Um exemplo especialmente desagradável veio quando a Rep. Jodey Arrington (R-Tex.) citou 2 Tessalonicenses para justificar o aumento das exigências de trabalho para as pessoas qualificadas para o SNAP, um programa de assistência alimentar de baixa renda. Ele fez isto para refutar um activista judeu que se referia a um mandamento para alimentar os famintos no Levítico. Antes de Arrington, a mesma passagem foi usada pelos Reps. Kevin Cramer (R-N.D.) e Stephen Lee Fincher (R-Tenn.) para justificar o corte de senhas de alimentação durante o debate sobre a Lei Agrícola de 2013.

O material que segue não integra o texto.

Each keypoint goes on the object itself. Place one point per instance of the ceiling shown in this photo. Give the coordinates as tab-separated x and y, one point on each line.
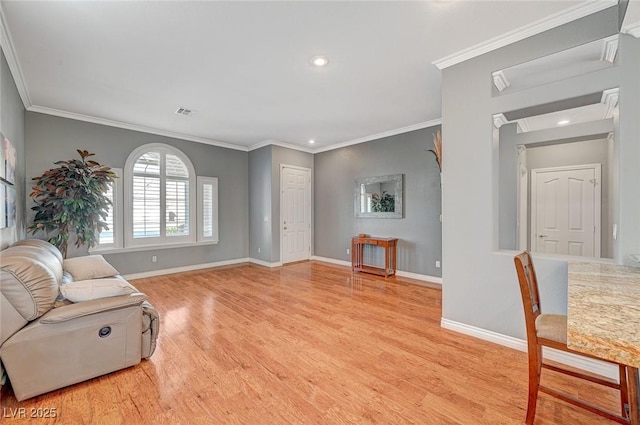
244	67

É anátema usar este verso de 2 Tessalonicenses contra os pobres. São os ricos que Paulo está criticando.
A grande maioria dos primeiros cristãos eram pobres, mas na época da escrita de 2 Tessalonicenses, algumas pessoas com riqueza estavam se juntando ao movimento. Quando Paulo castiga alguns por não trabalharem mas beneficiarem-se do trabalho de outros, não é uma instrução contra cuidar dos pobres ou organizar a sociedade em torno das necessidades dos pobres. É um julgamento contra os ricos que exploram os pobres. Isto ressoa com outro texto do Novo Testamento de Tiago 5: “Os salários que não pagaste aos trabalhadores que ceifaram os teus campos estão a gritar contra ti. Os gritos dos ceifeiros chegaram aos ouvidos do Senhor Todo-Poderoso”
Tessalonicenses não é o único texto a ser hediondamente maltratado. No início de Março, o Rep. Marshall (R-Kan.) usou Mateus 26:11 para justificar o corte de milhões nos cuidados de saúde:
Apenas como Jesus disse, ‘Os pobres estarão sempre connosco… Há um grupo de pessoas que simplesmente não querem cuidados de saúde e não vão cuidar de si próprios’. Pressionado sobre esse ponto, Marshall encolheu os ombros: “Apenas, tipo, os sem-abrigo. … Eu acho que só moralmente, espiritualmente, socialmente, só não querem cuidados de saúde. . . . E eu não estou a julgar, só estou a dizer socialmente que é onde eles estão.’
Pobreza não é inevitável. É um pecado sistêmico, e todos os cristãos têm a responsabilidade de fazer parceria com os pobres para acabar com a pobreza de uma vez por todas. Meu livro Sempre Conosco..: O que Jesus realmente disse sobre os pobres centra-se nesta famosa passagem – “Os pobres que sempre terás contigo” – para mostrar que é na verdade um dos mais fortes mandamentos bíblicos para acabar com a pobreza.
Matthew 26:11 cita Deuteronómio 15, uma das mais libertadoras receitas do Sábado na Bíblia, e uma instrução sobre como seguir os mandamentos de Deus para acabar com a pobreza, perdoar dívidas, e libertar escravos.
Nesta semana do 50º aniversário do discurso “Beyond Vietnam” do Rev. Dr. Martin Luther King Jr. da The Riverside Church of New York, devemos ler Mateus 26:11 ao lado da declaração do Dr. King sobre a verdadeira compaixão:
Uma verdadeira revolução de valores logo nos levará a questionar a justiça e justiça de muitas de nossas políticas passadas e presentes. Por um lado, somos chamados a fazer de bom samaritano à beira da estrada da vida, mas isso será apenas um ato inicial. Um dia temos que vir a ver que toda a estrada de Jericó tem que ser transformada para que homens e mulheres não sejam constantemente espancados e roubados enquanto fazem o seu caminho na estrada da vida. A verdadeira compaixão é mais do que atirar uma moeda a um mendigo. Chega a ver que um edifício que produz mendigos precisa de reestruturação.
Jesus Cristo, aquele que eu sigo, veio para reestruturar edificações que produzem mendigos – e bilionários. Não deveríamos?